Mesoscale circulation around Taiwan and the surrounding area has been investigated using the Purdue mesoscale model. The numerical results generated in an inviscid atmosphere show:

(a) A cyclonic vortex forms in the southeast and a slightly weaker anticyclonic vortex forms in the northeast of Taiwan uner a westerly or southwesterly wind. Subsidence warming also generates a relative low pressure on the southeastern coast.

(b) A low pressure associated with a cyclonic flow forms in the northwest and a slightly weaker anticyclonic flow forms in the southwest of Taiwan under an easterly mean flow.
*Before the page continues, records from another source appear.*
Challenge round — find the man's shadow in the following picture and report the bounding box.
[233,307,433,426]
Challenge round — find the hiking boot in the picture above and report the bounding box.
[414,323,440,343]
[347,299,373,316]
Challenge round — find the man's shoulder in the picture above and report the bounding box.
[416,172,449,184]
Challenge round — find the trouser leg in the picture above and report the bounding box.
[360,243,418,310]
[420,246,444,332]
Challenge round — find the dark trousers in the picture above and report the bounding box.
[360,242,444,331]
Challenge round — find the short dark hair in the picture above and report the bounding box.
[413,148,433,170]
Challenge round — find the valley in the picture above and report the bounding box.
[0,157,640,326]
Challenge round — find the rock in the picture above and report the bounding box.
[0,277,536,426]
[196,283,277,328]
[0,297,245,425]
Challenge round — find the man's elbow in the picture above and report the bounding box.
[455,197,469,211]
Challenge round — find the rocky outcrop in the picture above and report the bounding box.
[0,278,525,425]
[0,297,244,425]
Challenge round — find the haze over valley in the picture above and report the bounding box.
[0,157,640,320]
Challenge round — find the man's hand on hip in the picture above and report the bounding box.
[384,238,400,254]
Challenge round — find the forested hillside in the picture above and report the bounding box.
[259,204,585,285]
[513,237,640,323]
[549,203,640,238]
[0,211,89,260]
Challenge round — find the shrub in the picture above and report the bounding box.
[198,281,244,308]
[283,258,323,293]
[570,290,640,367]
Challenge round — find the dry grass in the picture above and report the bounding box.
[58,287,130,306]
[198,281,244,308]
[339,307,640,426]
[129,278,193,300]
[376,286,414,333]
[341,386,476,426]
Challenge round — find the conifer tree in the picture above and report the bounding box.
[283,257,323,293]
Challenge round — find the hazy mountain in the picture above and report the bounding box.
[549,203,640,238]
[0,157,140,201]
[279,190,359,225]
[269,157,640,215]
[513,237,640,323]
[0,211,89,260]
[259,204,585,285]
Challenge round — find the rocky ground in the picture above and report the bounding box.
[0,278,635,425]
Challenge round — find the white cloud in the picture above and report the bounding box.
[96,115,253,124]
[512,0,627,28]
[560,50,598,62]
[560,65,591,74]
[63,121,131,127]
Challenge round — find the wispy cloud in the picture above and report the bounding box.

The easterly wind tends to turn northeasterly over the Taiwan Strait, with a stronger wind speed, due to the blocking effects of the mountains in Taiwan and along the Chinese coast.

(c) Under the existence of an easterly surface wind with a reverse shear, the horizontal temperature advection is not important in the formation of low pressure on the leeside, due to the small length scale of the island of Taiwan.

(d) The Froude number is an important parameter to estimate the blocking effect of the central mountain range; however, the flow pattern also depends on other parameters, such as the shape of mountains, the terrain of the surrounding areas, and other meteorological parameters.

(e) The budget study of the vorticity equation shows that stretching, tilting, and friction are important for the formation of lee vortices in our results.

These results may provide some physical explanations for the observed mesolow and cyclonic flow in the southeast and northwest of Taiwan during the late spring and early summer—a transitional period of the winter and summer monsoons in Taiwan.